His secular outlook and amiable demeanor made him a popular figure among Western lawmakers, though he never managed to build a following in his native Iraq.
In 1977 he founded the Petra Bank in Jordan, which later had to be bailed out by the Jordanian central bank to the tune of $350 million following accusations of embezzlement and false accounting.
In the early 1990s he established the Iraq National Congress (INC) and began receiving funding from the US to foment anti-Saddam activities. The Iraq Liberation Act, passed by the US congress in 1998, saw the group receive $8 million a year in funding.
In his most notorious act, Chalabi provided information about Saddam's alleged weapons of mass destruction to US security officials, information later proved to be false or exaggerated.

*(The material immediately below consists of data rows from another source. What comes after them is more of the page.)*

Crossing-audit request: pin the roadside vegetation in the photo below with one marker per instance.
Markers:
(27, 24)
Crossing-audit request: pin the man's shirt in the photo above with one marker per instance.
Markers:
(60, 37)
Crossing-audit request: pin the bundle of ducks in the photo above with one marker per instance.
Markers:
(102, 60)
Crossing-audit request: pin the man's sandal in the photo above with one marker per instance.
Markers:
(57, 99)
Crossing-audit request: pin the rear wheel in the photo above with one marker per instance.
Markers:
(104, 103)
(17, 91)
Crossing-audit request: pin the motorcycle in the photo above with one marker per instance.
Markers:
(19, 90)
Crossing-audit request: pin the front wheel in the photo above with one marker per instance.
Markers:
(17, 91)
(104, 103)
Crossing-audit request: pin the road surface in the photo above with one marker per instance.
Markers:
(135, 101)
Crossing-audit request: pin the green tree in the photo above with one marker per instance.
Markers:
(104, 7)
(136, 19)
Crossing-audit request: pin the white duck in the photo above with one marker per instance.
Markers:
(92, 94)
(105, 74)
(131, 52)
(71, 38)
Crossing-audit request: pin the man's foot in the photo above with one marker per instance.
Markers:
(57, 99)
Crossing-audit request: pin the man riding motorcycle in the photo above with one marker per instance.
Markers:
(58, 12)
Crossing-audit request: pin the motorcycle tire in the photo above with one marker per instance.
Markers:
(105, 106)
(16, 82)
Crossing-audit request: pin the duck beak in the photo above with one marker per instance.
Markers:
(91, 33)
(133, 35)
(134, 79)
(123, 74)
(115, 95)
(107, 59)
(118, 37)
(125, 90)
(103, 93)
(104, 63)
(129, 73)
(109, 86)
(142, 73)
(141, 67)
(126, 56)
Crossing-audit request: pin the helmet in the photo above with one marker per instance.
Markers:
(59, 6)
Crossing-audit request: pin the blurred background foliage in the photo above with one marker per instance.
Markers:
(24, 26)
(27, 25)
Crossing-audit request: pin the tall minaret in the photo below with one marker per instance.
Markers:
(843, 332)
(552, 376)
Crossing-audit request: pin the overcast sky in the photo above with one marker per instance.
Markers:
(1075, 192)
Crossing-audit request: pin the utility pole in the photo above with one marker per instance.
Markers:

In a 2004 interview with the Telegraph, Chalabi said he had no regrets about the misinformation, as it had achieved his desired result.
"We are heroes in error," he said. "As far as we're concerned, we've been entirely successful. That tyrant Saddam is gone and the Americans are in Baghdad. What was said before is not important. The Bush administration is looking for a scapegoat."
Following Saddam's overthrow in 2003, he returned to the country, expecting to be handed the reins of power. However, he never managed to hold the top job, despite his best efforts and his INC failed to make a showing in parliamentary elections.
After falling out of favour with the US, he was later tipped in 2014 as a potential successor to Iraqi Prime Minister Nouri al-Maliki. However, his lack of a support base within Iraq eventually led to the job going to Haider al-Abadi of the Islamic Dawa Party.
His legacy is likely to prove controversial. While for some he was the leading Iraqi figure in ending the autocratic rule of Saddam Hussein, for others he will be remembered as a demagogue who was more than once caught with his hand in the till.
"Even for the Bush administration, Chalabi was too untrustworthy," wrote commentator Richard Seymour in the Guardian in 2014. "His name always came up whenever the subject was missing money in Iraq. He was too close to Iranian intelligence for someone who was supposed to be an asset. And when the administration tried to rein him in, he tilted briefly towards the Sadrists and decided he was against the occupation he had helped bring about."